Happy April Fools' Day
By Waldo JaquithIn nearly five years of nancies.org's existence, not once have we pulled an April Fools' prank. Every year DMB fans try, of course, though few ever get off the ground. Nobody ever wants to put enough work into them to do anything interesting, and so they're consequently not at all convincing.
This year, that changed.
About a week ago, the over-worked, all-volunteer staff of nancies.org decided to do April Fools' Day right. It was determined that assembling a spoof fan site in place of nancies.org would be best, and musician John Mayer was quickly chosen as the man of choice.
Mayer, for those who are not familiar with him, is a musician that is often compared to Dave Matthews; many fans of Dave Matthews Band deride him as a saccharine bubble-gum wanna-be Dave Matthews. Of course, Mayer has a great deal of of fans in the DMB community, too, and the result is that the mere mention of his name is enough to send DMB fans into a death-spiral of spiteful exchanges.

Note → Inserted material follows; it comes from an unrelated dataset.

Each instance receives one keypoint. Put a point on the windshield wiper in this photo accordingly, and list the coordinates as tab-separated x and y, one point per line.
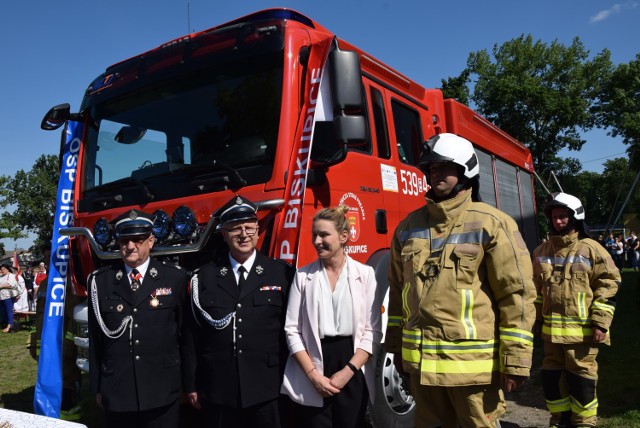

We approached Bryan Hargrave, who runs The John Mayer Trading Page, and Veronica Varos, of This Desire, another John Mayer website. Each of them graciously allowed us to borrow portions of their site's contents for the purpose of April Fools' Day. Using the raw materials from each website, we spent the weekend of the 29th-30th writing a templating engine, assembling the graphics, inventing a plausible layout, and converting all of existing content's HTML into code that our crude templating engine would understand. After about six hours of work, a site with several hundred pages was in place, containing everything from a discography to lyrics, complete setlist archives for 2002 to a FAQ. Not a single detail was left untouched, from the fanboy-quirks that make fan sites what they are (the text "your body is a wonderland...I hope you know that" embedded in the fine print at the bottom of the page) to jabs at Dave Matthews Band ("Producer John Alagia worked with Dave Matthews Band before discovering -- and preferring -- John Mayer"), a convincing-looking poll (we decided that 38% would think that the site's new focus was "Very Good") to a copyright page crediting Columbia Records and John Mayer for "portions of the site." The entire site was a completely legitimate John Mayer fan site. Everything was in place for a totally-convincing April Fools' Day prank.